Google targeted in Chinese Internet crackdown

Google, alongside other popular web portals, was warned on Monday that they must do more to block pornographic content from reaching Chinese users, in the latest in a series of crackdowns on Internet content by the Chinese government.

Chinese authorities published a list of 19 websites that have failed to get rid of unsuitable material. The list includes American search giant Google and China's top search engine Baidu. According to the BBC, one Chinese official said that the websites could be closed down if they fail to delete the offending material.

Speaking on Chinese Central Television Cai Mingzhao said, "we will continue to expose, punish or close down websites that have a lot of vulgar content."

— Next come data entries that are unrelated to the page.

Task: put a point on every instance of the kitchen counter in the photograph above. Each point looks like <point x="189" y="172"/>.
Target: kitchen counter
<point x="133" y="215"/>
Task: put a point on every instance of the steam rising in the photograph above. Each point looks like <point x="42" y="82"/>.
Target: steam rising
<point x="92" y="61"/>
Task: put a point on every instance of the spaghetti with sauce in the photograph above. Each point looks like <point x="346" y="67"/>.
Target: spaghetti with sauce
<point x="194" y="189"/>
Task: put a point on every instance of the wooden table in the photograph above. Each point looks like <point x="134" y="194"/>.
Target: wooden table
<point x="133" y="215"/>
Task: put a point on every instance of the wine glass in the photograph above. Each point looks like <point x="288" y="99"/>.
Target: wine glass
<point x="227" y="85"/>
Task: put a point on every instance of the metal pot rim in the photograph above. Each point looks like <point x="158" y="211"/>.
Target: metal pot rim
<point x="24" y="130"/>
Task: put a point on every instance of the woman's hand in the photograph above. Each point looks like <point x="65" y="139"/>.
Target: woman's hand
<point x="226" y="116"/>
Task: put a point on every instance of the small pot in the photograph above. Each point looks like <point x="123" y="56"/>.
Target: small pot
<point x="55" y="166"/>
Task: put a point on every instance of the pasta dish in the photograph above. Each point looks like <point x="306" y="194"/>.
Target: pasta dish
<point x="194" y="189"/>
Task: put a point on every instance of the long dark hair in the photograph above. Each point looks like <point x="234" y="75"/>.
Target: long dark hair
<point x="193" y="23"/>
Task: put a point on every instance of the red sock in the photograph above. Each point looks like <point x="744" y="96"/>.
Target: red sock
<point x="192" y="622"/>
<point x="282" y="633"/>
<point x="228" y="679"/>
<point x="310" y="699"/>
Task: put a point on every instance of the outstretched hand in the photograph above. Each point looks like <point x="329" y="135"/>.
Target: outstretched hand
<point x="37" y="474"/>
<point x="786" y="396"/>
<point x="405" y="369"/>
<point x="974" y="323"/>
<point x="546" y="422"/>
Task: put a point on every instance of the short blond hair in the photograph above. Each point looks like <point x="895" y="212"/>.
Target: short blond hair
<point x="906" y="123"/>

However, the list also contained Tianya, a site that is popular amongst people who criticise the Chinese government, suggesting that the crackdown is not just about "vulgar content."

Charles Freeman, a specialist on China at the Center for Strategic and International Studies based in Washington, reckons that the pornography is just a decoy. "They're looking extensively at political speech, the sort of things traditionally cast under the First Amendment in this country," Freeman said. According to the Associated Press, Freeman also said that 2009 is a "very sensitive year politically in China," with it being 50 years since the Dalai Lama fled Tibet, 30 years after the democracy wall movement, and 20 years since Tiananmen Square.

Cui Jin, a spokeswoman for Google in China said that the search engine does not generatre any pornographic content and obeys Chinese law. "If we find any violation, we will take action. So far, I haven't seen any examples of violations," she said.

California-based company spokesman, Scott Rubin, added that Google has no control over the content of the billions of pages in its index.